It may be a small thing, BUT there is that BUT.
Here’s my BUT story:
I receive political emails asking for a donation of money (they never ask for muffins or donuts or cookies). The specified amounts range from 3 to 50 dollars. If I can afford a latte, I can probably afford to send along 3 dollars. If I can afford dinner out, I probably won’t mind that $50 dollar charge on my VISA bill. So, every once in a while I bite and hit the ‘donate here’ button. It takes me directly to the website that says a GREAT BIG HOWDY and then asks for my personal information. A check list is provided for my donated amount. How much would I like to give today?
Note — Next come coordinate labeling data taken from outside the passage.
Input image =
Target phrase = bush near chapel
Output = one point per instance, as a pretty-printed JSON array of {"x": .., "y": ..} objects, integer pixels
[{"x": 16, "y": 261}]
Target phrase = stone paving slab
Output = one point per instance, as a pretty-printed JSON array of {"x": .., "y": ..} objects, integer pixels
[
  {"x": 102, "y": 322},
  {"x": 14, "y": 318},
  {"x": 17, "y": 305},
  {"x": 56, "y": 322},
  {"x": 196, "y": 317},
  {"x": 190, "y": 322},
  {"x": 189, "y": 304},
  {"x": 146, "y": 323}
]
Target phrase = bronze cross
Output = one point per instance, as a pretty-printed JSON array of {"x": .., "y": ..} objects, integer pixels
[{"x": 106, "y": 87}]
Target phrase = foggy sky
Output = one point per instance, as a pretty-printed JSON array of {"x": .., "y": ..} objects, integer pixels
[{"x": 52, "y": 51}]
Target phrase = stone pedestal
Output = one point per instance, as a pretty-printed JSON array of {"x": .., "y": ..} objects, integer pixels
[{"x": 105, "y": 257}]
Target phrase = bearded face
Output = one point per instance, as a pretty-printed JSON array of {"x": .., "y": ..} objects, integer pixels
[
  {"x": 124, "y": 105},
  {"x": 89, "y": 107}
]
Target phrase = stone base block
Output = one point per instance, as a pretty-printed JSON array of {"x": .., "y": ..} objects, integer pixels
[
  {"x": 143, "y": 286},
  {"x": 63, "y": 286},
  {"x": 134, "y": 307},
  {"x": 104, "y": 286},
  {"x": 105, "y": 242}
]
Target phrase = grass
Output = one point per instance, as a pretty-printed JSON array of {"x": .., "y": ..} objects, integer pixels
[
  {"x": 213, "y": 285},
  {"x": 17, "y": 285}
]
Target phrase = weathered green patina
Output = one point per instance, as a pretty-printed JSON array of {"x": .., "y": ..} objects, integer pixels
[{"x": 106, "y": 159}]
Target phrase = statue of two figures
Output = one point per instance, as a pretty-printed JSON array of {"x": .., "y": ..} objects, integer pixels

Do you see my BUT? That list does not include a $3 amount or a $5o. amount. Oh sure, they give you place to fill in what you want to give, but you can see from this list that the friendly, we really care about not asking you to give more than you can afford, suddenly becomes the con game of “which walnut shell houses the pea?” Hey, what happened to my $3? When I mentally agreed to give you $5o, you upped it to $55. This may be politics. This may be the way of “doing business” in the United States, but it is NOT my way of being truthful or abiding by a “handshake agreement.”
I have backed out of those lovely and determined political websites with the inflated donation options several times without donating. Since I’m rather average, probably a lot of other people are doing the same thing. So, if you have connections to some folks who are running these campaigns, you might want to let them know my BUT story. Be honest. Match the email with the website. No surprises. No sense of being treated unfairly. Is this really how we do business in the United States?
I know. I’m trying to be gentle with greedy/needy politicians, but it is challenging.